Рецензии

Брессон. Дюмон. Мутон.


Мутон. Реж. Жиль Дероо, Марианн Пистон, 2013

В 2013 году, тогда же, когда «Золотой леопард» фестиваля в Локарно отошел «Истории моей смерти» Альберта Серры, «Мутон» получил специальный приз жюри и награду за лучший дебют. Следующей зимой фильм с успехом был показан в Роттердаме.
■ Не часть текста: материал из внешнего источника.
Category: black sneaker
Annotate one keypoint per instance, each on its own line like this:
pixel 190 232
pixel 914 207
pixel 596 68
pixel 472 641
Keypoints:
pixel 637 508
Режиссеров «Мутона» нельзя назвать дебютантами в строгом смысле слова —у обоих богатый документальный опыт: Марианн Пистон была даже удостоена награды французского Национального Центра Кинематографии за фильм «Сильвен в тени» (2006). Для Пистон и Дероо это третий совместный проект и первый полнометражный игровой фильм, однако, «Мутон» можно считать логичным продолжением, как их индивидуального, так и совместного творчества, сосредоточенного на поиске поэтической формы в документальной среде тихих городов на севере Франции. Почти все предыдущие фильмы режиссеров, живущих в Лилле, были сняты в курортных городках нормандского побережья. Там же, в одной из коррекционных групп по французскому языку и математике, где Пистонн и Дероо иногда устраивали кинопоказы для учеников, они познакомились с Давидом Мерабэ, сыгравшим 17-летнего главного героя.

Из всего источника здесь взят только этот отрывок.